Free Text Search At OLX

OLX Search powers India’s leading classified platform, serving over 30 million monthly active users. We serve over 2 million active ads at any given point in time, with more than 80,000 new Ads posted daily. This scale makes us a go-to destination for buying and selling across the country.

In this article, we’ll explore the inner workings of our search system, delving into the technologies and concepts that power the OLX search engine. We’ll take a closer look at how our search handles the terms you enter into our search box as free-text queries.

Screenshot of Search Screen from OLX Web App

Building a Performant Search Experience

To provide an efficient search experience on the OLX classified platform, our system is designed to deliver quick and relevant results from both titles and descriptions. It needs to smoothly handle large volumes of data and scale seamlessly as demand grows. Key features include delivering accurate search results with typo tolerance and enabling users to filter results based on various attributes. Enhancements such as autocomplete, search suggestions, and highlighting popular searches further enhance the user experience. Additionally, tracking search patterns and performance metrics ensures the system remains efficient, while support for multiple languages guarantees accessibility for all users.

Building Block

We are using ElasticSearch for building a performant free text search engine.

What is ElasticSearch ?

ElasticSearch is a distributed, RESTful search and analytics engine, scalable data store, and vector database capable of addressing a growing number of use cases.
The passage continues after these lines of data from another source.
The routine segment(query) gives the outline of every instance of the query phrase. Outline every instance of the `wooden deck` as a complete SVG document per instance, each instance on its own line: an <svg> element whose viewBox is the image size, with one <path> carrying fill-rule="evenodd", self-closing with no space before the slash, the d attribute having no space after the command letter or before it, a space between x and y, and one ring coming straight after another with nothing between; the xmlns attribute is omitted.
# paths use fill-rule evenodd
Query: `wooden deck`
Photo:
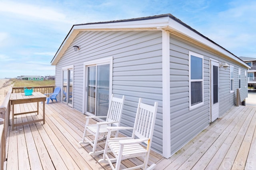
<svg viewBox="0 0 256 170"><path fill-rule="evenodd" d="M18 115L15 121L41 119L42 105L39 115ZM21 112L35 109L36 104L20 106L16 109ZM108 164L98 162L100 155L88 155L90 145L78 144L85 124L84 115L61 102L50 102L45 109L45 124L31 123L14 131L9 127L7 170L110 169ZM256 169L256 107L234 106L170 158L151 152L149 165L156 163L156 170ZM126 160L121 168L141 161Z"/></svg>

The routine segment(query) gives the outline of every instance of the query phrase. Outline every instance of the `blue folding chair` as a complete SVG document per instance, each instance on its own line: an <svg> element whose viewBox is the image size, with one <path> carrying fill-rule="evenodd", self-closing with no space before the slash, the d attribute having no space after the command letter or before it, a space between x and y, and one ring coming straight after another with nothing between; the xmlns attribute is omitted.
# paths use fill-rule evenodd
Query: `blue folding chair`
<svg viewBox="0 0 256 170"><path fill-rule="evenodd" d="M54 100L56 100L56 102L58 102L57 101L57 98L56 98L56 97L57 97L57 95L58 95L58 94L59 94L60 91L60 88L59 87L56 87L56 88L55 88L55 89L54 89L54 91L53 92L53 93L46 93L46 94L44 94L45 95L49 95L49 97L46 98L47 104L49 104L49 102L50 101L50 99L53 102Z"/></svg>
As the heart of the Elastic Stack, it centrally stores your data for lightning-fast search, fine‑tuned relevancy, and powerful analytics that scale with ease.
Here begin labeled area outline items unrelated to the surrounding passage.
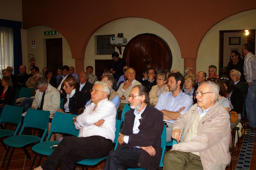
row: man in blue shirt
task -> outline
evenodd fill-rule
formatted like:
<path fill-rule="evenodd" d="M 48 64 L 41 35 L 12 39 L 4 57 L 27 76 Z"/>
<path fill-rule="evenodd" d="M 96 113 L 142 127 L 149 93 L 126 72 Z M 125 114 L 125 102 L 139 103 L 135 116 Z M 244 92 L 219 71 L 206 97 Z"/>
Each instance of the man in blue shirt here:
<path fill-rule="evenodd" d="M 172 130 L 175 120 L 187 112 L 193 105 L 192 98 L 181 90 L 184 83 L 184 78 L 180 73 L 169 74 L 168 85 L 170 92 L 161 94 L 155 106 L 163 112 L 164 121 L 168 126 L 166 129 L 166 142 L 172 140 Z"/>

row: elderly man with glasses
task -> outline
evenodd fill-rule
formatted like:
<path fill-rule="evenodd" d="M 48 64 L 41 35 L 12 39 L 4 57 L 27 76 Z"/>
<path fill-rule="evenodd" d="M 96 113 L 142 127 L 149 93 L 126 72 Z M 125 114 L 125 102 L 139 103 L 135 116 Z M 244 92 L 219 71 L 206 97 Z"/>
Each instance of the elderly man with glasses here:
<path fill-rule="evenodd" d="M 229 115 L 216 102 L 219 90 L 210 81 L 198 87 L 197 103 L 174 123 L 172 137 L 179 143 L 165 154 L 164 170 L 224 170 L 230 163 Z"/>

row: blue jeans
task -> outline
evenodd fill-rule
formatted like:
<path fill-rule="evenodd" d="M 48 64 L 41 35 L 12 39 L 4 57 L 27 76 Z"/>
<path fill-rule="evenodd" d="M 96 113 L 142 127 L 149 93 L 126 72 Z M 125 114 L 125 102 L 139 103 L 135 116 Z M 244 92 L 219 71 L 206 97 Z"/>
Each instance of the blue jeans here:
<path fill-rule="evenodd" d="M 253 81 L 248 89 L 245 100 L 245 106 L 248 124 L 252 128 L 256 127 L 256 81 Z"/>
<path fill-rule="evenodd" d="M 28 108 L 31 107 L 34 98 L 26 97 L 24 99 L 20 104 L 20 107 L 23 107 L 24 108 L 23 112 L 28 111 Z"/>

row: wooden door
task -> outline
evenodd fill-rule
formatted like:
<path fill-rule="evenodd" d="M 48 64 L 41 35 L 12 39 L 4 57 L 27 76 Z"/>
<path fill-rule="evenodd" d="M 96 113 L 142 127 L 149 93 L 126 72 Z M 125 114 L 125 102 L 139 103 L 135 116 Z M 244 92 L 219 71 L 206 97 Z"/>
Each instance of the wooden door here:
<path fill-rule="evenodd" d="M 62 38 L 46 39 L 46 67 L 57 74 L 58 68 L 63 66 Z"/>

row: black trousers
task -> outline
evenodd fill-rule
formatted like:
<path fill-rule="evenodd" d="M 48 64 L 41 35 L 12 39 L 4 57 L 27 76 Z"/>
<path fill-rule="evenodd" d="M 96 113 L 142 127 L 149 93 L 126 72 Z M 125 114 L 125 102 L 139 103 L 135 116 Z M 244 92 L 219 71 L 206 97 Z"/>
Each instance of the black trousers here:
<path fill-rule="evenodd" d="M 121 170 L 139 167 L 137 164 L 140 158 L 140 150 L 137 148 L 133 149 L 124 147 L 120 150 L 110 152 L 104 170 Z"/>
<path fill-rule="evenodd" d="M 73 169 L 76 162 L 85 158 L 96 159 L 108 156 L 112 141 L 100 136 L 76 137 L 65 136 L 41 165 L 44 170 Z"/>

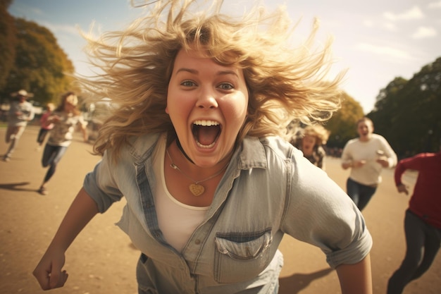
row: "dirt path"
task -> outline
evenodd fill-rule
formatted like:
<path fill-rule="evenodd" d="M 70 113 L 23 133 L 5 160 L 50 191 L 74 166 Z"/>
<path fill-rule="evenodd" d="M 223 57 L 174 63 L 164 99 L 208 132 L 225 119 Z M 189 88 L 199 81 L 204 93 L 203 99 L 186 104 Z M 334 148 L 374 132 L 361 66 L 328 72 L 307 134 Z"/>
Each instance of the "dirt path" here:
<path fill-rule="evenodd" d="M 38 128 L 28 126 L 8 163 L 0 161 L 0 293 L 39 294 L 44 292 L 32 271 L 55 233 L 66 211 L 81 187 L 84 176 L 97 161 L 92 146 L 75 137 L 47 188 L 36 191 L 46 169 L 42 152 L 35 152 Z M 5 129 L 0 128 L 0 154 L 4 153 Z M 329 159 L 328 173 L 344 187 L 347 172 L 337 159 Z M 411 182 L 413 177 L 408 176 Z M 393 185 L 392 171 L 385 171 L 383 183 L 364 212 L 373 237 L 371 252 L 375 293 L 385 293 L 387 279 L 404 254 L 403 219 L 408 198 Z M 54 294 L 135 294 L 135 267 L 139 252 L 114 223 L 123 200 L 94 218 L 66 255 L 70 274 L 64 288 Z M 280 247 L 285 265 L 280 276 L 280 294 L 339 293 L 338 278 L 328 269 L 324 255 L 311 245 L 286 237 Z M 430 270 L 410 284 L 404 294 L 441 293 L 441 255 Z"/>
Why are we using ElasticSearch?

ElasticSearch helps meet these expectations by offering fast search responses and handling large datasets efficiently, thanks to its distributed architecture. It ensures relevant results with advanced full-text search capabilities, including fuzzy matching for typos and our ranking algorithms. Users benefit from flexible query options, including Boolean operators and phrase matching, while dynamic filtering and faceted search allow for precise result refinement. Enhancements like autocomplete, search suggestions and popular searches improve the user experience. Additionally, ElasticSearch scales seamlessly to manage high data volumes, and high traffic, tracks search patterns and performance for ongoing optimization, and supports multiple languages for diverse user needs.

ElasticSearch Mappings

Mappings are used to define how a document is indexed and how it indexes and stores its fields. Usually, mapping is compared to a database schema which describes the fields and properties that documents hold, the datatype of each field (e.g., string, integer, or date), and how those fields should be indexed and stored by Lucene.

Types of Mappings:

Static Mapping: It is used in cases where we know well in advance what kind of data the documents are going to store. So we can define the fields and their types while creating the index.
Dynamic Mapping: This method, which is used at OLX, allows for more flexibility. When indexing a document, you don’t necessarily need to predefine field names and types. Elasticsearch automatically adds new fields based on predefined custom rules. This includes adding fields to both the top-level mapping and any inner objects or nested fields. Moreover, dynamic mapping rules can be set up to adjust the existing mappings. These rules can be applied using dynamic field mapping or dynamic templates.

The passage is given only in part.